A recent discovery has shed some light on just how influential pollution can be on the environment. Human waste, in large amounts, has been known to have various effects on the reproductive behaviour of all kinds of animals but the effects are hardly very pronounced to the human eye.
Scientists have observed bird populations that have ingested the poisonous metal compound methyl mercury and have found that even when low levels of the waste enter the bird’s diets the males attempt to mate with other males, and snub the females.
While this effect may seem comical, the long-term effects could be devastating. If the male birds insist on mating with one another and will not mate with females there will be no offspring thus posing a threat to bird populations. The future generations of young birds will not be.
Research had shown that in the past, male birds that had ingested mercury had lower levels of testosterone and were less interested in mating. This is the first time that the evidence shows that mercury could alter the animal’s sexual preference.
The UK’s Daily Mail has more on the experiment:
“U.S. researcher Peter Frederick captured 160 young white ibises – a coastal wading bird – and gave them food laced with methyl mercury. The birds were split into four groups. One group ate food with 0.3 parts per million (ppm) methyl mercury, which most U.S. states would regard as too high for human consumption. A second group was fed 0.1 ppm, and the third 0.05 ppm, a low dose that wild birds would be exposed to frequently. The fourth group received food clear of the poison.
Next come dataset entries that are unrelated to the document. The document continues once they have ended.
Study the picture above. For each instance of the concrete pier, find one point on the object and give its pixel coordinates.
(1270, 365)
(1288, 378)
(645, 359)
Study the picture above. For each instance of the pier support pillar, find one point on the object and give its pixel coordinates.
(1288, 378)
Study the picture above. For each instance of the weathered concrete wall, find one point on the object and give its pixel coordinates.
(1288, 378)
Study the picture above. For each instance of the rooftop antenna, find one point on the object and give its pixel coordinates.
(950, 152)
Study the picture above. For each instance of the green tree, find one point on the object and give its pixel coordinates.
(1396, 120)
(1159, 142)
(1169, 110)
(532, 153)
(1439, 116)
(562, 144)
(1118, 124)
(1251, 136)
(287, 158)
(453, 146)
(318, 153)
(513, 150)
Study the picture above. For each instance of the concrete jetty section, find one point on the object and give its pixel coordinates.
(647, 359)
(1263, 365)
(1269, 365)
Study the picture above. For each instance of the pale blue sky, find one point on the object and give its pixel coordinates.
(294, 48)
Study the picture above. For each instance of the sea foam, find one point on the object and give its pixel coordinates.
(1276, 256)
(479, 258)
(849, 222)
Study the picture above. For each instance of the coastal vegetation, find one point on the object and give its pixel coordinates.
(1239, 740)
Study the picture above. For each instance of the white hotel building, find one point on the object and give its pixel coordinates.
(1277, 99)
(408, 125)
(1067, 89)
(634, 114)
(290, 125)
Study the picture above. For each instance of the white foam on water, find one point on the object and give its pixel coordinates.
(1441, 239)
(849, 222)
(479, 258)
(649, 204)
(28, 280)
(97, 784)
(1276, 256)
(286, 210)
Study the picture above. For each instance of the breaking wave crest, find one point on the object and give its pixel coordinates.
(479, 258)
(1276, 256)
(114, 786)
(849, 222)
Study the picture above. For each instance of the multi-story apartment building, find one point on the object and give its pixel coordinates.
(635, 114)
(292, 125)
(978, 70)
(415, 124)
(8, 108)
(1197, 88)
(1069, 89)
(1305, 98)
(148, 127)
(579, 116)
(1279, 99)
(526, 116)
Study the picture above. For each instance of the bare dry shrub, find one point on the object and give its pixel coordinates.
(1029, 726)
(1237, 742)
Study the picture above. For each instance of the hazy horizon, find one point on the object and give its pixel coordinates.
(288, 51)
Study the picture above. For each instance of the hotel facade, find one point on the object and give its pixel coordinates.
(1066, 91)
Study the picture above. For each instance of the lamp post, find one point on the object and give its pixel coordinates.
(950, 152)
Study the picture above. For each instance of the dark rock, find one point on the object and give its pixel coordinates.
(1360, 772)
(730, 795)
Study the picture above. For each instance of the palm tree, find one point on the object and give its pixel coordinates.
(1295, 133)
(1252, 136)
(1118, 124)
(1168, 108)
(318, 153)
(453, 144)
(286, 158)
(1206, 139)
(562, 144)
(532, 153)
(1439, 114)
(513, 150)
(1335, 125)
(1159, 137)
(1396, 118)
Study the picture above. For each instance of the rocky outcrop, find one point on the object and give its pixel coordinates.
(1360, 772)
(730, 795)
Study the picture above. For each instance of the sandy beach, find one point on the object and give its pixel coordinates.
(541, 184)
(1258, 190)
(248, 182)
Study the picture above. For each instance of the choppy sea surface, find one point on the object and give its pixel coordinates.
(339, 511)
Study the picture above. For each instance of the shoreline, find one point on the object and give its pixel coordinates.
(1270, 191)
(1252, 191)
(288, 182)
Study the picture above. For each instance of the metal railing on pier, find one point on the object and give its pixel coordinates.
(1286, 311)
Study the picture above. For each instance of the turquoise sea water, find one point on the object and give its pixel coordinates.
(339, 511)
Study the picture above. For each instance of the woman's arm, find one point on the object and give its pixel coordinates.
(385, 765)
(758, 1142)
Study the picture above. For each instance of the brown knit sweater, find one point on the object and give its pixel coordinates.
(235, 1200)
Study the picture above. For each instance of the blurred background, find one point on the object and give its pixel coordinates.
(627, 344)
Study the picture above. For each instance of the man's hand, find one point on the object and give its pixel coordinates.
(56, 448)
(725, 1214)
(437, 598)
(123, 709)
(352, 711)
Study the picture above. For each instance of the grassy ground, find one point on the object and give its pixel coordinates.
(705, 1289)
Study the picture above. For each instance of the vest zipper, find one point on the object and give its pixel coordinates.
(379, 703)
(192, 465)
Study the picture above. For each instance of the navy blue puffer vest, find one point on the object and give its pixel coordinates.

All three dosed groups had significantly more homosexual males than the control group. Male-male pairs courted, built nests together and paired off for several weeks. Higher doses increased the effect, with 55 per cent of males in the 0.3 ppm group affected. Overall, male-male mating was blamed for 81 per cent of unproductive nests in the dosed groups.
Needless to say, it’s rather alarming that even trace amounts of methyl mercury — which is notorious for turning up in groundwater near industrial operations — can have such a substantial impact on wildlife.”
While I don’t agree with the experiment Peter Frederick worked on (I don’t believe in using animals in ANY kind of experiments) I think the findings are quite shocking. Industrial areas are all over the world now which means that world-wide birds are being exposed to this poisonous waste. We have only ourselves to blame for this perverse effect these toxins have on wild life.